Speaker
Description
The resilience of plasma-facing materials (PFMs) under intense radiation is a significant challenge for feasible fusion reactors. Computational predictions of cumulative radiation damage are needed to explain experimental observations but are obscured due to the complex ultrafast dynamics that occur after energetic collisions with the lattice. As a result, scientific understanding of PFM degradation is inadequate, creating the need for model advancement. This project seeks to overcome aforementioned challenges through advanced computational techniques to study radiation damage accumulation in tungsten.

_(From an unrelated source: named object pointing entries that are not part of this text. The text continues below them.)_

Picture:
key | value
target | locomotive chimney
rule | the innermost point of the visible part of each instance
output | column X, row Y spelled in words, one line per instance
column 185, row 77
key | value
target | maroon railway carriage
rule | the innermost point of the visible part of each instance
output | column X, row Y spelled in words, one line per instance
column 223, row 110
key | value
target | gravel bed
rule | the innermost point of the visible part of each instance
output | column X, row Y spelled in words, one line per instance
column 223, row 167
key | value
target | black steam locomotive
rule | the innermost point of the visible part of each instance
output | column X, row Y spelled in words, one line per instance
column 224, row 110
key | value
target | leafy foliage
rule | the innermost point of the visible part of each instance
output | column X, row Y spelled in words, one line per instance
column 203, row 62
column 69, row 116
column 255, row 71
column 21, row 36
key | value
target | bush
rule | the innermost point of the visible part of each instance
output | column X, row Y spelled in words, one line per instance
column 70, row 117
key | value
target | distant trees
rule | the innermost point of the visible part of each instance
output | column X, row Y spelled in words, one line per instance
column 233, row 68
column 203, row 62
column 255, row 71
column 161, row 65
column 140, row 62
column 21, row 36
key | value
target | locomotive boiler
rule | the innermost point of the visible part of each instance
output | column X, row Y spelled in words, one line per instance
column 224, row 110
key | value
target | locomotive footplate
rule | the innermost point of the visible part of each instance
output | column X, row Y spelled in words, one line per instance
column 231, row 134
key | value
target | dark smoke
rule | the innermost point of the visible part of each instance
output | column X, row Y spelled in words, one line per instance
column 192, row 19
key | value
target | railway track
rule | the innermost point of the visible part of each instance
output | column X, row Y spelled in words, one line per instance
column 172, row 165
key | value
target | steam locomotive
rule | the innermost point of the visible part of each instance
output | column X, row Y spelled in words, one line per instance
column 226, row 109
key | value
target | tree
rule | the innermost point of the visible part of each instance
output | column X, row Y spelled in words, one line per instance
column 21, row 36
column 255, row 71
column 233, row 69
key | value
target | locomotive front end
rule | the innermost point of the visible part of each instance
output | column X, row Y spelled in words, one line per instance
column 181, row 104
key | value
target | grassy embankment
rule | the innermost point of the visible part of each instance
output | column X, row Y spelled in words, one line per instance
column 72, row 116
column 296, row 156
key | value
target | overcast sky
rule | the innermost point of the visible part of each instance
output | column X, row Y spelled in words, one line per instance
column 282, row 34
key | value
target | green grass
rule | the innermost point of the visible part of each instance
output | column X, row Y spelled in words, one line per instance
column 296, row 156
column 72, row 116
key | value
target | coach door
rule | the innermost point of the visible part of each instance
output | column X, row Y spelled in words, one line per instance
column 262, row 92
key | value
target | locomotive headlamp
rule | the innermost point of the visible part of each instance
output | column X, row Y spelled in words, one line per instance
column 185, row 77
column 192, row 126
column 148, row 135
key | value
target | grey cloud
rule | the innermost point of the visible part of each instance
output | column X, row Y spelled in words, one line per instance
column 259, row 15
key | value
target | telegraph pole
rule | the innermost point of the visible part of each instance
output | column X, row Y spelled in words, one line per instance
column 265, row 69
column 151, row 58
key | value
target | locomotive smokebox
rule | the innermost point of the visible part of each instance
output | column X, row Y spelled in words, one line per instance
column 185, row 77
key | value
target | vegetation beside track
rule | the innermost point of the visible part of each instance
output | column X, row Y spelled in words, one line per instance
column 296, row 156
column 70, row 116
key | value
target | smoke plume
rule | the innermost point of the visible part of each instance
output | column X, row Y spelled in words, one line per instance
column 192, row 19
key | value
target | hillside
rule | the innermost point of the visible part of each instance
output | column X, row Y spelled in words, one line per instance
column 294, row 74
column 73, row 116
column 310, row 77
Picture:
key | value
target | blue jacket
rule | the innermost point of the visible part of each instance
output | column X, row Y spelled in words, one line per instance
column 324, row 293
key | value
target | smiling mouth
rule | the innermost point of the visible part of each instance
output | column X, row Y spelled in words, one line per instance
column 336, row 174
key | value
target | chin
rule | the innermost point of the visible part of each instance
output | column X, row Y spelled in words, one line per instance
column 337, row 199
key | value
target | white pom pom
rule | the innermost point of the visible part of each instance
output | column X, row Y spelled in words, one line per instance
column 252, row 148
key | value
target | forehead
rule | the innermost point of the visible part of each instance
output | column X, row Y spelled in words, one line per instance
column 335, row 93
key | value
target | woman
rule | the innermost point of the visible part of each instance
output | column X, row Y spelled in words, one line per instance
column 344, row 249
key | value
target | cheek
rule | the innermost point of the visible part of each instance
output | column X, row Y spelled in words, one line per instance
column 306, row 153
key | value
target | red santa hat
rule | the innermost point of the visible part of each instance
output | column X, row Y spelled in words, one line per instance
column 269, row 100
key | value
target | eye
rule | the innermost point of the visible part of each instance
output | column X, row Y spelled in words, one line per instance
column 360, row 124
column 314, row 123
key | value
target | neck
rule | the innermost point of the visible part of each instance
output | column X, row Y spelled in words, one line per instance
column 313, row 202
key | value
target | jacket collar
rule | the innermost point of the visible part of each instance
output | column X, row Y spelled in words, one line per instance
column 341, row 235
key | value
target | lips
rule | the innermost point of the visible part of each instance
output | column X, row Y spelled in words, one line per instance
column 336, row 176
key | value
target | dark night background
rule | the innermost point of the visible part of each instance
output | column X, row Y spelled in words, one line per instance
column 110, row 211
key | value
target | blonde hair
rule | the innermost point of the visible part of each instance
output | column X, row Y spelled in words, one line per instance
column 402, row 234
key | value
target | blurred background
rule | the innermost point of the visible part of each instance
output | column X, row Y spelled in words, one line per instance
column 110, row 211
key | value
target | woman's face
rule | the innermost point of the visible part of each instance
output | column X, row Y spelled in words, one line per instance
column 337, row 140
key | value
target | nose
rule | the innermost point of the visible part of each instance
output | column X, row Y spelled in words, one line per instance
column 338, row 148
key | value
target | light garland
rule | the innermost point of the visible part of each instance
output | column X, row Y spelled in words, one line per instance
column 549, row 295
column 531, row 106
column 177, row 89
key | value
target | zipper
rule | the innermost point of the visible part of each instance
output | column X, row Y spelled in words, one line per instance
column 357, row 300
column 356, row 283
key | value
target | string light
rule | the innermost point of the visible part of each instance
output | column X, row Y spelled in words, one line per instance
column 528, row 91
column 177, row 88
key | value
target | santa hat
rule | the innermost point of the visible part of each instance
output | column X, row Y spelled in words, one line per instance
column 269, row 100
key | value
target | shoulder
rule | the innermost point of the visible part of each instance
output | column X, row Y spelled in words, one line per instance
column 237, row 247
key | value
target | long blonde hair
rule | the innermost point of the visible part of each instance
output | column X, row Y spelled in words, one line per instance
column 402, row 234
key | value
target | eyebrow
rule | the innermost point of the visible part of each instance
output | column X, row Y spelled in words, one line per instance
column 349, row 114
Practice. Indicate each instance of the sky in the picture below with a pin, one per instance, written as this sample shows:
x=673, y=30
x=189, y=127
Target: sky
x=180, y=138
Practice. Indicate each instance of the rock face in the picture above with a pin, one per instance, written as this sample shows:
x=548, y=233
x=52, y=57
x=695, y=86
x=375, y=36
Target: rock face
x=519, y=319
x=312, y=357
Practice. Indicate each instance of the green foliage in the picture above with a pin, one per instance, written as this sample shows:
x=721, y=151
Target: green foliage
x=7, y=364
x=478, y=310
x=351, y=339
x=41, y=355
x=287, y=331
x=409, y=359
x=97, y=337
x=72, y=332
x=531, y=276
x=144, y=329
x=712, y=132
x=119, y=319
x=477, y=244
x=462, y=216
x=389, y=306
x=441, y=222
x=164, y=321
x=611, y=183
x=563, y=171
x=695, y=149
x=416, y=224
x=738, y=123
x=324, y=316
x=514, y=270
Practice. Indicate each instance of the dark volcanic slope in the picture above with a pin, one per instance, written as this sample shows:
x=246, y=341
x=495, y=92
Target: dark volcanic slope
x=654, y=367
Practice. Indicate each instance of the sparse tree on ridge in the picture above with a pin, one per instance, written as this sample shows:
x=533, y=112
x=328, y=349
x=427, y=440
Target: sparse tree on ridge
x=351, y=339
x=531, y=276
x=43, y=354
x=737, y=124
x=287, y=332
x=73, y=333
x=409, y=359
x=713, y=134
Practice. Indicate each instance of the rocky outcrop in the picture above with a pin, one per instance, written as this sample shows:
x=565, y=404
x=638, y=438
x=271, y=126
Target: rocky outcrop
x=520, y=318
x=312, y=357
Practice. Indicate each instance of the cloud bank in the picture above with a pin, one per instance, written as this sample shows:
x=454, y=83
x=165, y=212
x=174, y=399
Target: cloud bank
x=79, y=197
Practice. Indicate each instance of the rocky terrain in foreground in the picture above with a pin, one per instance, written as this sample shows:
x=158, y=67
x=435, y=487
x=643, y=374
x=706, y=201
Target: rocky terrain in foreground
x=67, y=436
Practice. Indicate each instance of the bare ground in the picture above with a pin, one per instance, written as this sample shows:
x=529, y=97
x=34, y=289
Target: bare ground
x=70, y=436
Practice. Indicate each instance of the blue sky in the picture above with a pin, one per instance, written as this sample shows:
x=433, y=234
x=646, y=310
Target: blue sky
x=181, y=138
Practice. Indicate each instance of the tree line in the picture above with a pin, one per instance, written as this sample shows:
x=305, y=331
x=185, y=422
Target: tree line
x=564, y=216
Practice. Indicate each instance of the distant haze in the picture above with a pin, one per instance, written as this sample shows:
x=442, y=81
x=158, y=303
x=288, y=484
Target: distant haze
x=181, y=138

We introduce a novel class of highly precise machine-learned interatomic potentials (ML-IAP) for Molecular Dynamics (MD) simulations that directly account for electronic structure changes when shifting from ground state to warm-dense matter. ML-IAP are trained on a diverse set of density functional theory (DFT) defect calculations to directly capture the altered electronic states that occur during initial stages of neutron collisions. Employment of these excited state ML-IAP can significantly improve the accuracy of mesoscale damage accumulation models (NRT-, CRC-DPA) as MD is the determining factor in their parameterization. In particular, the consequences of accounting for excited state dynamics in MD are amplified at higher energies (>10keV) of the recoil spectra. This research demonstrates advancements in machine learning for materials development in extreme conditions and illustrates the importance of semiclassical dynamics in understanding radiation damage accumulation in PFM. Extensions of the work to other excited state processes in material is also discussed.